Enter Politics 2.0

We are entering a very interesting new phase in political discourse. Technology companies will play a big and ever growing part in that conversation. It would behove politicians, but more importantly each and every citizen, to start thinking about what they'd like those answers to be.

Earlier this week, my flatmate sent me an article about how Google, a company that once shunned the practice of lobbying, has taken it up with gusto. Subject to a federal antitrust investigation into its dominance in search, Google decided sometime in 2011 it needed an active public affairs programme in order to defend its interests. It now boasts one of the largest corporate lobbying expenditures in the United States.

Google has other priorities too, not least immigration reform. It shares this concern with many Silicon Valley types, exemplified by the formation of a campaigning organisation seed funded by Mark Zuckerberg, the founder of Facebook. This group, FWD.us, counts Bill Gates, Drew Houston (a co-founder of Dropbox) and Reid Hoffman (a co-founder of LinkedIn) as supporters. Headed by a Washington D.C. amateur, FWD.us, though with a laudable goal in mind, has alienated supporters through its blunt tactical ploys.

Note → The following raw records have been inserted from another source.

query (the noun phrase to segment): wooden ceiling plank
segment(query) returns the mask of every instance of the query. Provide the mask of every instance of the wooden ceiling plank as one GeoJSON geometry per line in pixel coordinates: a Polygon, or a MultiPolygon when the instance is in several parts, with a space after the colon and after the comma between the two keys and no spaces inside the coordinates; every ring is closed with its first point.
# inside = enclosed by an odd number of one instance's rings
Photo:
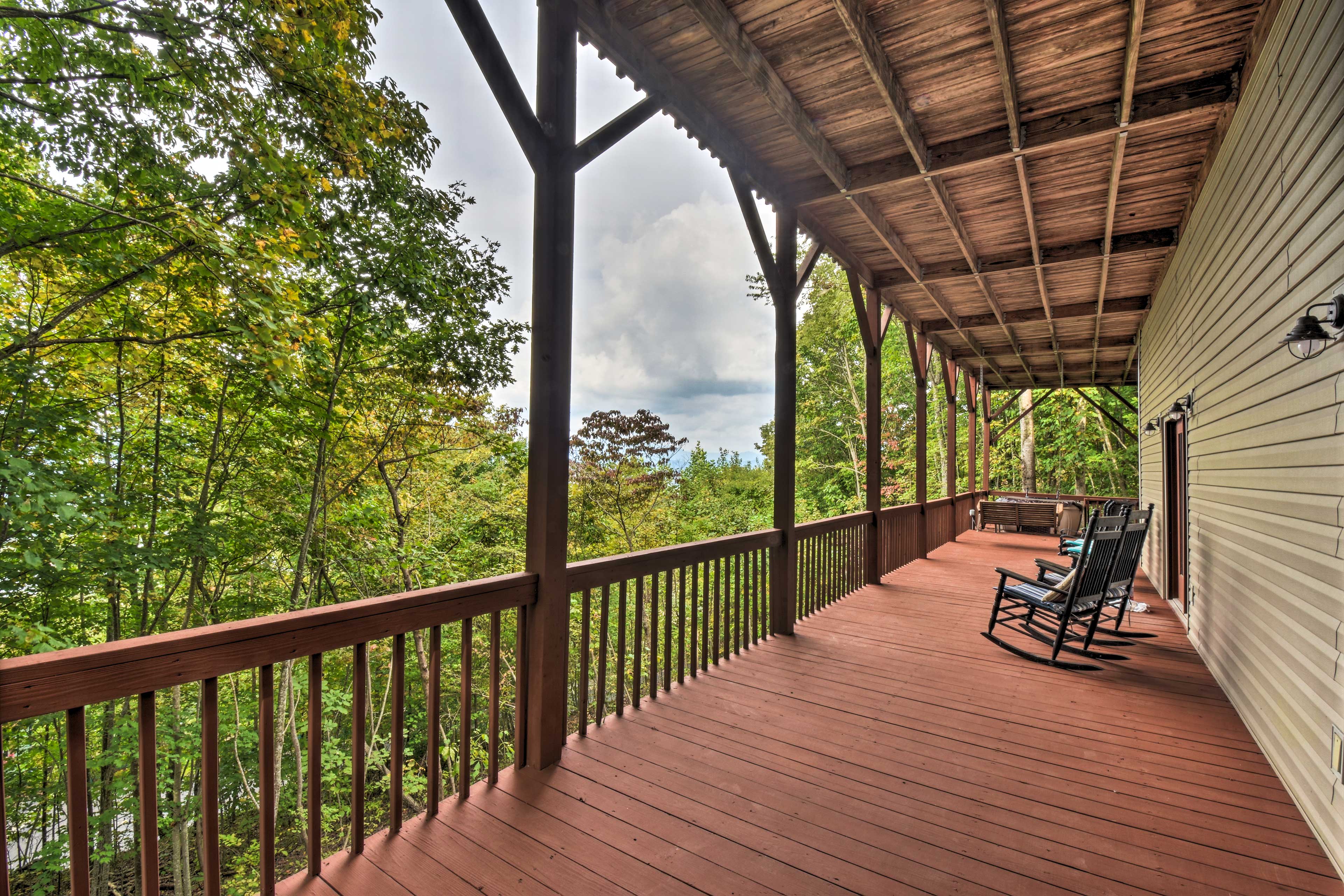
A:
{"type": "MultiPolygon", "coordinates": [[[[1140,234],[1121,234],[1111,239],[1111,257],[1114,259],[1126,261],[1132,258],[1138,258],[1149,253],[1168,250],[1176,243],[1173,231],[1171,228],[1160,231],[1144,231],[1140,234]]],[[[1078,265],[1085,262],[1095,262],[1103,255],[1101,249],[1101,240],[1087,240],[1082,243],[1060,243],[1055,246],[1042,246],[1040,247],[1040,267],[1060,267],[1067,265],[1078,265]]],[[[980,271],[982,277],[992,278],[997,274],[1008,274],[1015,271],[1025,271],[1036,267],[1035,261],[1031,257],[1009,258],[1009,259],[980,259],[980,271]]],[[[965,269],[965,266],[957,263],[954,266],[949,265],[926,265],[921,267],[923,274],[923,282],[927,283],[952,283],[961,282],[969,283],[976,279],[976,274],[965,269]]],[[[914,286],[915,281],[905,277],[903,274],[886,274],[879,277],[879,283],[883,287],[887,286],[914,286]]]]}
{"type": "MultiPolygon", "coordinates": [[[[1140,296],[1134,298],[1113,298],[1106,305],[1106,312],[1102,317],[1114,317],[1118,314],[1132,314],[1134,312],[1142,312],[1148,308],[1149,297],[1140,296]]],[[[1070,305],[1055,305],[1055,320],[1066,320],[1070,317],[1093,317],[1097,314],[1097,304],[1093,301],[1075,302],[1070,305]]],[[[1004,312],[1004,318],[1009,324],[1025,324],[1031,321],[1046,320],[1044,313],[1039,308],[1024,308],[1016,312],[1004,312]]],[[[938,320],[930,318],[925,322],[926,330],[949,330],[949,329],[977,329],[981,326],[999,326],[999,321],[993,314],[978,314],[966,316],[958,320],[960,326],[952,326],[952,324],[945,324],[938,320]]]]}
{"type": "Polygon", "coordinates": [[[896,236],[896,231],[891,228],[887,223],[886,216],[878,211],[872,199],[868,196],[848,196],[849,204],[853,206],[863,219],[872,228],[872,232],[878,235],[882,244],[895,257],[900,266],[906,269],[910,279],[919,283],[923,281],[923,269],[919,267],[919,262],[915,261],[914,254],[909,247],[896,236]]]}
{"type": "MultiPolygon", "coordinates": [[[[1224,107],[1234,102],[1234,73],[1218,73],[1198,81],[1171,85],[1140,94],[1132,101],[1133,121],[1116,122],[1116,105],[1089,105],[1040,121],[1023,122],[1023,136],[1047,134],[1039,141],[1027,140],[1021,149],[1012,149],[1005,128],[962,137],[929,146],[929,169],[921,171],[909,153],[853,165],[849,169],[849,193],[906,187],[927,175],[962,175],[981,169],[1000,169],[1016,156],[1059,154],[1114,138],[1121,132],[1133,134],[1152,130],[1192,132],[1211,126],[1224,107]]],[[[800,206],[836,197],[829,180],[800,183],[792,201],[800,206]]]]}
{"type": "Polygon", "coordinates": [[[612,15],[602,0],[575,0],[579,34],[591,40],[625,71],[636,87],[656,97],[688,136],[704,141],[723,164],[745,172],[762,193],[782,201],[785,189],[778,176],[759,161],[757,153],[738,140],[680,78],[673,75],[640,40],[612,15]]]}
{"type": "MultiPolygon", "coordinates": [[[[1120,103],[1116,107],[1116,124],[1129,126],[1134,109],[1134,81],[1138,78],[1138,48],[1144,34],[1144,8],[1146,0],[1129,0],[1129,30],[1125,35],[1125,67],[1120,81],[1120,103]]],[[[1106,306],[1106,274],[1110,269],[1110,238],[1116,227],[1116,200],[1120,196],[1120,171],[1125,163],[1125,142],[1128,130],[1116,134],[1116,145],[1110,159],[1110,183],[1106,191],[1106,235],[1102,239],[1101,286],[1097,290],[1097,332],[1093,336],[1091,379],[1097,382],[1097,348],[1101,343],[1101,316],[1106,306]]]]}
{"type": "Polygon", "coordinates": [[[840,154],[813,124],[812,117],[802,109],[802,105],[765,55],[751,43],[732,12],[722,0],[684,0],[684,3],[710,31],[723,52],[742,73],[742,77],[761,91],[775,114],[784,120],[798,142],[812,154],[823,173],[835,183],[836,188],[847,189],[849,171],[840,160],[840,154]]]}
{"type": "MultiPolygon", "coordinates": [[[[868,20],[868,13],[864,12],[859,0],[835,0],[835,7],[836,12],[840,13],[840,21],[844,23],[845,31],[849,32],[849,39],[853,40],[855,47],[859,50],[859,58],[863,60],[864,69],[868,70],[874,83],[878,86],[882,101],[891,111],[891,117],[895,118],[900,137],[906,142],[906,149],[910,150],[910,156],[915,160],[919,171],[927,171],[929,146],[925,144],[914,113],[910,111],[906,91],[900,87],[900,82],[896,81],[895,73],[891,70],[891,60],[882,46],[882,39],[878,38],[878,32],[868,20]]],[[[848,188],[848,184],[845,184],[845,188],[848,188]]]]}
{"type": "Polygon", "coordinates": [[[1021,149],[1021,118],[1017,111],[1017,79],[1013,75],[1012,48],[1008,46],[1008,16],[1004,15],[1003,0],[985,0],[985,13],[989,16],[989,38],[995,44],[995,59],[999,62],[1004,109],[1008,111],[1008,145],[1017,150],[1021,149]]]}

This is not, however, a blog decrying the practice of lobbying. I write this in an entirely personal capacity but, if it escaped your attention, I work in the industry. I could, and maybe will, write a separate post on what I feel about corporate lobbying and its influence (or lack thereof). More intriguing is what the interests are of the technology industry more widely and how the entry into active lobbying by the companies that are defining our world-- Apple, Google, Facebook etc. -- will affect society.

These companies value highly skilled people, no matter their country of origin. They have operations spanning the globe and often dizzyingly complex supply chains. They unapologetically set out to disrupt and supplant entire sectors. They are, along with the people and institutions that finance them, the alphas of our capitalist economies.

In political terms, this translates to support for immigration; generally immigration for all rather than just the highly skilled. After all, many founders of successful technology companies were born into first generation immigrant households without much money to their name. It means support for globalisation and liberal internationalism. It means disdain for public sector bailouts and little sympathy with economic relics, if a little for the people left unemployed by their obsolescence.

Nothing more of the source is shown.